Abstract: Background: Proprotein convertase subtilisin kexin type 9 (PCSK9) is gaining attention as a key regulator of serum LDL-cholesterol (LDLC). This novel serine protease causes the degradation of hepatic LDL receptors by an unknown mechanism. In humans, gain-of-function mutations in the PCSK9 gene cause a form of familial hypercholesterolemia, whereas loss-of-function mutations result in significantly decreased LDLC and decreased cardiovascular risk. Relatively little is known about PCSK9 in human serum.

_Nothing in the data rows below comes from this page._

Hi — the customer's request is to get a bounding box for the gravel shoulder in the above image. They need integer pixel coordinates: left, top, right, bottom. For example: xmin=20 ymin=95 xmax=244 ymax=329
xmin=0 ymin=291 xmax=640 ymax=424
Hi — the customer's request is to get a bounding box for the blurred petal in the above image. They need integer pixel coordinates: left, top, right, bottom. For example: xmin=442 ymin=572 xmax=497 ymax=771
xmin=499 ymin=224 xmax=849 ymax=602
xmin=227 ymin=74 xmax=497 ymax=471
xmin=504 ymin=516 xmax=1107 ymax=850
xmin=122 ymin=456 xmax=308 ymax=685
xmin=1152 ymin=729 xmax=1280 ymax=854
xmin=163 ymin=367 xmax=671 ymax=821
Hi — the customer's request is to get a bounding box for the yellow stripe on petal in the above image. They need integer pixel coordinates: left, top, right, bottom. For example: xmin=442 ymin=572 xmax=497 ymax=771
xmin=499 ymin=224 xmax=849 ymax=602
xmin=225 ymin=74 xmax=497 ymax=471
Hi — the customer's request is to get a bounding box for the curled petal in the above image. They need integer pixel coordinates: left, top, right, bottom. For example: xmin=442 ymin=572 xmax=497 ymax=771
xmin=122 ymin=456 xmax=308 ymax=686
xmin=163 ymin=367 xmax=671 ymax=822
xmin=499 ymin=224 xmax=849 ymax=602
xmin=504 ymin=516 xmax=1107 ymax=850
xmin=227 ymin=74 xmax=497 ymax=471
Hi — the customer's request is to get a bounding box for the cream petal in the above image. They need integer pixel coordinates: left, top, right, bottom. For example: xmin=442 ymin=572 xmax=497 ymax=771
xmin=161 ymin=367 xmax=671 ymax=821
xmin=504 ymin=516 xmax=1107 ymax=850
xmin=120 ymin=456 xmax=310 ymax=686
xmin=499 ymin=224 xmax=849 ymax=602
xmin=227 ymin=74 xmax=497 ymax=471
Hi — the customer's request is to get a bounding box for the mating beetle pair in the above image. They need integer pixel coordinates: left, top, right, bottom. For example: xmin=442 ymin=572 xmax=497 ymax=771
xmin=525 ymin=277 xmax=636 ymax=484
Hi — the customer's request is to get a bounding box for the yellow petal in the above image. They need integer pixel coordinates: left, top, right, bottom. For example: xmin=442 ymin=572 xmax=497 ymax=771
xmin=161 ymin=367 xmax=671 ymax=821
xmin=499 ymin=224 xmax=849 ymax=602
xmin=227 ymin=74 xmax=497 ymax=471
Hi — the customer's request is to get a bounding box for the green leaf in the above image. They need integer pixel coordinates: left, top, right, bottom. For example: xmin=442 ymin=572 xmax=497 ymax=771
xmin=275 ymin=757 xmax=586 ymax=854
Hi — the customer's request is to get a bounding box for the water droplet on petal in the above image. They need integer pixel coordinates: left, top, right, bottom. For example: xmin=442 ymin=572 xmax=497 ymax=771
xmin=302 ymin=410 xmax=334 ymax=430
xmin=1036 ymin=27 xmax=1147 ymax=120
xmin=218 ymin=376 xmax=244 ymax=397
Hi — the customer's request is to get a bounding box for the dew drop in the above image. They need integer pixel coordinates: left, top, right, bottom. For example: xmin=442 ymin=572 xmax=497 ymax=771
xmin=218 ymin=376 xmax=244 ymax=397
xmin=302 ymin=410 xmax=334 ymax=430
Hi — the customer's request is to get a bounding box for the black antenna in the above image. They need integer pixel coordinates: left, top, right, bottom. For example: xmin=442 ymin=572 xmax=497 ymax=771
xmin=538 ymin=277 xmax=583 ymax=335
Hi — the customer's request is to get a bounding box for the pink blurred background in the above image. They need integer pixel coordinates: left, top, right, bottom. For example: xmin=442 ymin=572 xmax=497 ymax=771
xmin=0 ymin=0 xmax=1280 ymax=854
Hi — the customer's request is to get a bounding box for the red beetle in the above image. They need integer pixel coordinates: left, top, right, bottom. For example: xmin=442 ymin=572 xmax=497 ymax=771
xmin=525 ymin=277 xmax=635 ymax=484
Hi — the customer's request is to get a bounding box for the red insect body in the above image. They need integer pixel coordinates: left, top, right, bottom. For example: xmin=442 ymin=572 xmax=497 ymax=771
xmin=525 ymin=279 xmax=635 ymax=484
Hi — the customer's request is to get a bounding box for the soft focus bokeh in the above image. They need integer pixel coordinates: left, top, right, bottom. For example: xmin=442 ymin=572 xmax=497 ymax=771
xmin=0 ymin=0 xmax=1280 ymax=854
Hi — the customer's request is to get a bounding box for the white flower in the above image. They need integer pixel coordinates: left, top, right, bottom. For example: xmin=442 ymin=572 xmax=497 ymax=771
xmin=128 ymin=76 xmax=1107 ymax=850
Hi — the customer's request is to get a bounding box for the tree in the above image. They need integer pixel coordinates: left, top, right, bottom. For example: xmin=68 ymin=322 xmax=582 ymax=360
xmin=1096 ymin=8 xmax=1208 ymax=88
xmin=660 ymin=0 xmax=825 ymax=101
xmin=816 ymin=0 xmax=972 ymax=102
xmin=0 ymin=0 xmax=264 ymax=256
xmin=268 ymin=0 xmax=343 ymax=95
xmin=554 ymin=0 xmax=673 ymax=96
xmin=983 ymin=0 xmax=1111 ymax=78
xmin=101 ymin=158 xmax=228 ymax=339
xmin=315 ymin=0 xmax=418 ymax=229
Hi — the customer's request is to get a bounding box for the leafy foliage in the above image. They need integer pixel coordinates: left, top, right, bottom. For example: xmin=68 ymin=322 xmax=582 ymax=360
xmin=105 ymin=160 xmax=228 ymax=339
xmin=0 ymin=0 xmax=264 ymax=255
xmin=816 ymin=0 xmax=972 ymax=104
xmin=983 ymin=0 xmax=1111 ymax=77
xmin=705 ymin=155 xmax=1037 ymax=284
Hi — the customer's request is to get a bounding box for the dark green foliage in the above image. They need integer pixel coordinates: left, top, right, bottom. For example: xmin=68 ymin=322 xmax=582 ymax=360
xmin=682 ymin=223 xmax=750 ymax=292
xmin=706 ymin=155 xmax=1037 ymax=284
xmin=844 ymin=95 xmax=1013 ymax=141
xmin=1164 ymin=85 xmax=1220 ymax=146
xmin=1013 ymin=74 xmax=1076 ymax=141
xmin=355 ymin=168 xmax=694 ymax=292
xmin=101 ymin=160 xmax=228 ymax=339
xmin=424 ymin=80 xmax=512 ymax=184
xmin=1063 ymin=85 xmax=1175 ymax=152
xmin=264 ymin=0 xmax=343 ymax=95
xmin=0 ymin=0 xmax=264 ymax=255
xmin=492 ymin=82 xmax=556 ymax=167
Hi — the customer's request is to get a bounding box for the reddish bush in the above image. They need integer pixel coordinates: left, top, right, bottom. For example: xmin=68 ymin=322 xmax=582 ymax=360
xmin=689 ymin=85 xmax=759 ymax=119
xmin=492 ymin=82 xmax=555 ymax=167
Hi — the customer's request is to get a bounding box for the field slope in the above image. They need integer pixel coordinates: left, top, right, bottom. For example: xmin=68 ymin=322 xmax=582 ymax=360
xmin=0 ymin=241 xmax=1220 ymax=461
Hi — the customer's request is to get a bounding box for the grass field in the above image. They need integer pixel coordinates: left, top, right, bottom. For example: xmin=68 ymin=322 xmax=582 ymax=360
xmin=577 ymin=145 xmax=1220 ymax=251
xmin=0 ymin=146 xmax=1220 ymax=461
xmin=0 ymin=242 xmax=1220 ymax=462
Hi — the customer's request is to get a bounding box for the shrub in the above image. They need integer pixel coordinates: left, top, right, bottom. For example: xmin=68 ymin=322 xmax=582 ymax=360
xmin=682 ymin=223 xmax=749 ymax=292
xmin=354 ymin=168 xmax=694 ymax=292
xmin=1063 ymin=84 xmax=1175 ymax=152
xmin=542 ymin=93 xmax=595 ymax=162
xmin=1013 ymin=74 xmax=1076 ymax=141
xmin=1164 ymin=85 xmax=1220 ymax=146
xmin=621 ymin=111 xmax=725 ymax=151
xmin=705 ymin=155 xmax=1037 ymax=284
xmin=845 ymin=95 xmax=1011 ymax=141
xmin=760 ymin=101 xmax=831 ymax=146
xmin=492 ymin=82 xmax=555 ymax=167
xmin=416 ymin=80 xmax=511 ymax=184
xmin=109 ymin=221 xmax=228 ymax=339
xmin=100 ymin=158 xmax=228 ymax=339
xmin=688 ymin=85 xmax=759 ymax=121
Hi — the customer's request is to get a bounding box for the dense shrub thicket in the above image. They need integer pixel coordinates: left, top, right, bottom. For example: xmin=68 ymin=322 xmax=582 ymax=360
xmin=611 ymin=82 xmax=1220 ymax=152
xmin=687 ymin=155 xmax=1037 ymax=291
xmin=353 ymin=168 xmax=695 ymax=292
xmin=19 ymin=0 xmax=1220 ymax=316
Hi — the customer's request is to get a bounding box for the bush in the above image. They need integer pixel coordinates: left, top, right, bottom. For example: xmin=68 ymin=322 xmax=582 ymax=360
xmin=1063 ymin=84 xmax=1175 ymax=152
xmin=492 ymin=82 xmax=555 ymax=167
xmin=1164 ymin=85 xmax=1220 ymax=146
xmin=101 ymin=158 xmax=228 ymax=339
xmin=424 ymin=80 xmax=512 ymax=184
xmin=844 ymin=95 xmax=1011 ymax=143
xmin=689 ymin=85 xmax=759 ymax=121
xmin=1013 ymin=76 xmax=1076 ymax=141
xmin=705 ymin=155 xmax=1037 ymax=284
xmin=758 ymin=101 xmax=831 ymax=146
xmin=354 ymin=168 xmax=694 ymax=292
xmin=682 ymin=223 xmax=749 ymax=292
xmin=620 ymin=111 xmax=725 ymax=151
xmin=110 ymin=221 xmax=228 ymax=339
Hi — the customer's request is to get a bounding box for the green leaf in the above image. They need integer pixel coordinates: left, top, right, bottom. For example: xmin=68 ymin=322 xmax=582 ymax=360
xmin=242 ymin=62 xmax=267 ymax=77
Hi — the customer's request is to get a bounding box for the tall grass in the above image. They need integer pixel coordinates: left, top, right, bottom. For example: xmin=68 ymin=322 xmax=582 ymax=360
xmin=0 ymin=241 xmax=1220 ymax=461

Methods: We used recombinant human PCSK9 protein and 2 different anti-PCSK9 monoclonal antibodies to build a sandwich ELISA. We measured PCSK9 and lipids in 55 human serum samples and correlated the results. We used the anti-PCSK9 antibodies to assay lipoprotein particle fractions separated by sequential flotation ultracentrifugation.
Results: Serum concentrations of PCSK9 ranged from 11 to 115 μg/L and were directly correlated with serum concentrations of LDLC ( r = 0.45, P = 0.001) and total cholesterol ( r = 0.50, P = 0.0003), but not with triglycerides ( r = 0.15, P = 0.28) or HDL cholesterol concentrations ( r = 0.13, P = 0.36). PCSK9 was not detectable in any lipoprotein particle fraction, including LDL.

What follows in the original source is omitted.